Est-ce que 2018 marque un virage?

Cela dit, la bataille au Congrès va s’intensifier cette année. Nous en avons un exemple en ce moment avec le blocage sur l’adoption du budget au Congrès. Il est bien possible également que les républicains perdent leur majorité dans l’une des deux chambres lors des élections de mi-mandat, en novembre. Une telle possibilité ralentirait les réformes de Donald Trump et les experts s’entendent pour dire que cela viendra augmenter les possibilités d’une procédure en destitution.

L’année 2018 sera névralgique également quant à l’avenir de l’ALENA. L’échec des négociations pourrait mener à un ralentissement de l’économie, notamment aux États-Unis. Plus de la moitié des États américains ont des relations commerciales importantes avec le Canada et de nouveaux tarifs à la frontière pourraient ralentir les échanges.

Surtout, le gouvernement des États-Unis a décidé de stimuler l'économie, déjà en forte croissance. Dans les circonstances, les taux d’intérêt vont grimper plus rapidement. Cela se passe dans un contexte où il n’est pas impossible qu’on s’approche de la fin du cycle de croissance économique, en cours depuis 2010.

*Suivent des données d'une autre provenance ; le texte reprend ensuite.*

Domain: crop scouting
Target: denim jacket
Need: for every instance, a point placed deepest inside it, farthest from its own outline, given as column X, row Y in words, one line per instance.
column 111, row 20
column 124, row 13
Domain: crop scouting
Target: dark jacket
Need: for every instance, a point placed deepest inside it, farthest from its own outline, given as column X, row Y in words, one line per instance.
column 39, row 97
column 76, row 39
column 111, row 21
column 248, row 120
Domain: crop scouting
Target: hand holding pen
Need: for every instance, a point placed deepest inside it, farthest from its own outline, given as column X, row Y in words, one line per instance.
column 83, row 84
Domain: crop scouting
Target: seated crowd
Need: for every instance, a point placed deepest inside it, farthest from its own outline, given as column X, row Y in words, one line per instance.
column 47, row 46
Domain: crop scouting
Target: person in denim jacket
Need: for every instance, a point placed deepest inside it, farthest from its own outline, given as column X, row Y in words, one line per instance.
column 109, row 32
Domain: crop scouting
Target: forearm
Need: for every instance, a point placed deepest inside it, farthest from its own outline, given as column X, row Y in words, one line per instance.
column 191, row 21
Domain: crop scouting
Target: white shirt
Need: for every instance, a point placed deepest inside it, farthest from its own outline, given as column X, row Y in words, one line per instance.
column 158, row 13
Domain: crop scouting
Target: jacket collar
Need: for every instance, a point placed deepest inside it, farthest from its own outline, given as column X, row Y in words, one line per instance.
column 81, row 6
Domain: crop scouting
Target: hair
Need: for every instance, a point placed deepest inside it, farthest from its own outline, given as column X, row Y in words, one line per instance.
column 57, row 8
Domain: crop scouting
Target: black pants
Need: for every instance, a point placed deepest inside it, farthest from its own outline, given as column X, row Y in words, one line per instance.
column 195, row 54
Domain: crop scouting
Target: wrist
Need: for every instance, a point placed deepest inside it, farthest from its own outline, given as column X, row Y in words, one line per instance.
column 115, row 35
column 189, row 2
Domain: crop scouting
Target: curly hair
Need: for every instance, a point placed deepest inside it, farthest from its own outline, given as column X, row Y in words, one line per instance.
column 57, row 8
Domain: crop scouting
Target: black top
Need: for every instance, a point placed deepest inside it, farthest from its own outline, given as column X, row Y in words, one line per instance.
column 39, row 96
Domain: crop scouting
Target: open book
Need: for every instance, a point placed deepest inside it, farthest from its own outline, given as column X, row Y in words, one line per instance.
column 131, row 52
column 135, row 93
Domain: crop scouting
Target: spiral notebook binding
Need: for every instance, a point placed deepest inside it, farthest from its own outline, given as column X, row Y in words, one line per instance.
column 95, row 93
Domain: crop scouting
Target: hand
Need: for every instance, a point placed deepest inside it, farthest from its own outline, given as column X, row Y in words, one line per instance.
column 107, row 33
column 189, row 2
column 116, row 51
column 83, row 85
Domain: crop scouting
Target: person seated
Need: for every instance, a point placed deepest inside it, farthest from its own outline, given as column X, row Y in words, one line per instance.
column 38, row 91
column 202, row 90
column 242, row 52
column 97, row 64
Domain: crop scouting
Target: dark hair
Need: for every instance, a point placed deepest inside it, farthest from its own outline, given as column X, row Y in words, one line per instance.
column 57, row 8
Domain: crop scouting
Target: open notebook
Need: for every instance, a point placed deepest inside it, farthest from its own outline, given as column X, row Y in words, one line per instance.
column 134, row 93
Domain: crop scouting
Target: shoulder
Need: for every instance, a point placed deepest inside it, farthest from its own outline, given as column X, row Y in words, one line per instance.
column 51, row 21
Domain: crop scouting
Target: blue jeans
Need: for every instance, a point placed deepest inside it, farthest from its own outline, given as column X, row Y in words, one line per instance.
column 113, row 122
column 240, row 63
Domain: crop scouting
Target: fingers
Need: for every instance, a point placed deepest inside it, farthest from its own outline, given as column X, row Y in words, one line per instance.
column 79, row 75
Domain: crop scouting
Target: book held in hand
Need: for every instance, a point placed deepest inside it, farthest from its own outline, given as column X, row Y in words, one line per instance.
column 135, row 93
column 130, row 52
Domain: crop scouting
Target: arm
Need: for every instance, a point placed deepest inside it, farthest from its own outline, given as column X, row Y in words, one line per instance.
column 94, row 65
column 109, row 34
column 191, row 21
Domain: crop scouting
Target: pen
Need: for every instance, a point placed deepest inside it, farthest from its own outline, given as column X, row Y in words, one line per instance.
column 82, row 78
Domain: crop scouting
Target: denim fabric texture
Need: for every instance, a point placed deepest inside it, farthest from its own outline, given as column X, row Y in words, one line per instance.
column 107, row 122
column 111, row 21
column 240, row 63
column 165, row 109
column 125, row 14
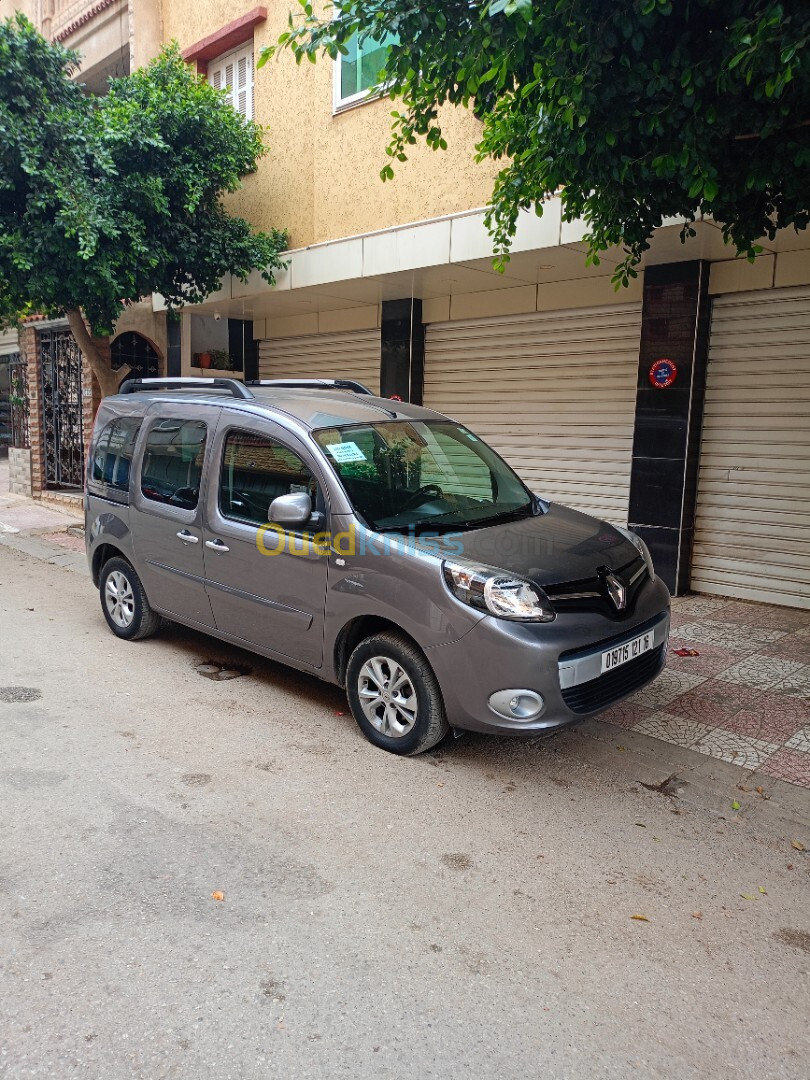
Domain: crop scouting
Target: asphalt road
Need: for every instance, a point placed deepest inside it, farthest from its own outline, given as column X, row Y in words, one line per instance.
column 467, row 913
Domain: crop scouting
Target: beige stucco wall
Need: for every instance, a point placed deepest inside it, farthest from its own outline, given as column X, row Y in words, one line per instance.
column 150, row 324
column 29, row 8
column 321, row 177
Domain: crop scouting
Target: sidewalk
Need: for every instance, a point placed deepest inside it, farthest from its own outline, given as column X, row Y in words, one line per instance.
column 743, row 699
column 38, row 529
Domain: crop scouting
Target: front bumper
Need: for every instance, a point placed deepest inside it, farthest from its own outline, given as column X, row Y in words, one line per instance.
column 558, row 660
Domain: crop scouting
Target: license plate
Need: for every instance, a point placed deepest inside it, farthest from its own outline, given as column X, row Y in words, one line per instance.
column 623, row 653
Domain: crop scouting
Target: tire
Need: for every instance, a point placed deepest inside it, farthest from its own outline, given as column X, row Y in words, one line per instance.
column 124, row 604
column 413, row 718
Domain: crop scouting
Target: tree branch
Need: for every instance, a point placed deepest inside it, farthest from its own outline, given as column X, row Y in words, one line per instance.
column 108, row 380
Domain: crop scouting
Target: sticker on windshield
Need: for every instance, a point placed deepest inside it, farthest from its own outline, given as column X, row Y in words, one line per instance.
column 346, row 451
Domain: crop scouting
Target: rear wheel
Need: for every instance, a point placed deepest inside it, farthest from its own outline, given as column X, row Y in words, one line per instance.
column 394, row 696
column 124, row 604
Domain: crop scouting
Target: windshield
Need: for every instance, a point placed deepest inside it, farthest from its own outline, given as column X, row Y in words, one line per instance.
column 415, row 475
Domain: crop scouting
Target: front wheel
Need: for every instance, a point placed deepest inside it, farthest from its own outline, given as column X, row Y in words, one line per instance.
column 124, row 604
column 394, row 696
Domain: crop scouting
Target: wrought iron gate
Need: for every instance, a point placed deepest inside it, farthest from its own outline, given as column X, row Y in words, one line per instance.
column 18, row 401
column 62, row 408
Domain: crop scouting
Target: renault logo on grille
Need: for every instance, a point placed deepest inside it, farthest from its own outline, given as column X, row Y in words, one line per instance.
column 617, row 591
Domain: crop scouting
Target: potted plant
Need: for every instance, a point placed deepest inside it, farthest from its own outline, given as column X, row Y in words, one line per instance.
column 221, row 360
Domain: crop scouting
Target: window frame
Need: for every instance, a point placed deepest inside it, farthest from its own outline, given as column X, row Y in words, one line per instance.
column 244, row 51
column 340, row 104
column 320, row 501
column 158, row 504
column 102, row 488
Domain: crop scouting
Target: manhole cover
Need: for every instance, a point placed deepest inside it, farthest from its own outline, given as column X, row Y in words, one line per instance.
column 220, row 673
column 17, row 693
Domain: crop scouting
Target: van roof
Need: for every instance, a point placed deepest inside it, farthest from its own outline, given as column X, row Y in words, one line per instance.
column 312, row 408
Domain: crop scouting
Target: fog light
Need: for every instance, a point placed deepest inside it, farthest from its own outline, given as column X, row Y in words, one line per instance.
column 516, row 704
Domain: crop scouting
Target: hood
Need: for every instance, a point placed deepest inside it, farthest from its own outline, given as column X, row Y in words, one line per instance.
column 556, row 547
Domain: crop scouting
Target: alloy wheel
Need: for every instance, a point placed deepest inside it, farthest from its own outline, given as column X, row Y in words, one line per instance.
column 387, row 697
column 120, row 599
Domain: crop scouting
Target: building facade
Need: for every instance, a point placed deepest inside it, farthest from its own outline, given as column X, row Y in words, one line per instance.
column 51, row 429
column 680, row 405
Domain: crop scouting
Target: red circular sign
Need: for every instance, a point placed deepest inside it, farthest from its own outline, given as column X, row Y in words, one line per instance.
column 663, row 374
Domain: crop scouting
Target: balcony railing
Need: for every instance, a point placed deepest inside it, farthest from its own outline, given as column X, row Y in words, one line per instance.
column 59, row 15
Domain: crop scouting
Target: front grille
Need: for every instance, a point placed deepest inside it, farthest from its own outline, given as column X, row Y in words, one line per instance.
column 612, row 686
column 590, row 594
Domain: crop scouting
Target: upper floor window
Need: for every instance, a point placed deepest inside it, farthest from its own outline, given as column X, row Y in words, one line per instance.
column 360, row 69
column 233, row 73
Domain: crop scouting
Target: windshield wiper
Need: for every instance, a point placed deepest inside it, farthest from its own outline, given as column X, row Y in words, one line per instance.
column 440, row 522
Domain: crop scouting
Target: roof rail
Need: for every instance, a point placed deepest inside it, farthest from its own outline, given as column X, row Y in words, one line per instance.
column 184, row 382
column 352, row 385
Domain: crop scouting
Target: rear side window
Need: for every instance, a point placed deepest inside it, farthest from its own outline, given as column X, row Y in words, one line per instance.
column 257, row 470
column 173, row 461
column 112, row 458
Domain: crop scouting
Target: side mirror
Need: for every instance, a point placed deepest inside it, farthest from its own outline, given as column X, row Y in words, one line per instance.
column 291, row 509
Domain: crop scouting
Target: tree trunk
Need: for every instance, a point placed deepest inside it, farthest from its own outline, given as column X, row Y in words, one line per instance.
column 95, row 354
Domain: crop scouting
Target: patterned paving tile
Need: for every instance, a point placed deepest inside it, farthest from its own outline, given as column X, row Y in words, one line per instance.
column 715, row 702
column 764, row 616
column 745, row 697
column 626, row 714
column 669, row 686
column 674, row 729
column 800, row 740
column 711, row 660
column 792, row 647
column 729, row 635
column 698, row 606
column 790, row 765
column 760, row 671
column 739, row 750
column 797, row 684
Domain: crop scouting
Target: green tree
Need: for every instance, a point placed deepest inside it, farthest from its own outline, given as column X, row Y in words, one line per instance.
column 633, row 110
column 104, row 201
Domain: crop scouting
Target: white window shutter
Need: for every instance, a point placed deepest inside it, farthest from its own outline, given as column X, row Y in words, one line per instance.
column 233, row 73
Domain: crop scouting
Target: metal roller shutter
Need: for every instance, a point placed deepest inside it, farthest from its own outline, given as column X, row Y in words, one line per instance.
column 752, row 536
column 553, row 392
column 351, row 354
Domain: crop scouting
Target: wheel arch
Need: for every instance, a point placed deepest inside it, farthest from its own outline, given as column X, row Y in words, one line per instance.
column 355, row 631
column 102, row 555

L’analyste Vincent Delisle disait récemment à RDI économie, en faisant un parallèle avec le baseball, que nous sommes possiblement en 7e manche, que la fin du match approche. L’accélération de la hausse des taux d’intérêt sera nécessaire pour contenir l’inflation qui pourrait être provoquée par les politiques du président.

Il faudra du temps pour juger des répercussions sociales, économiques et politiques du président Donald Trump. Mais, après une année, force est de constater que l’économie américaine va bien et qu’il se crée des emplois. Les projections apocalyptiques de plusieurs analystes ne se sont pas réalisées, alors que plusieurs entreprises profitent des politiques protectionnistes et fiscales du président et investissent aux États-Unis.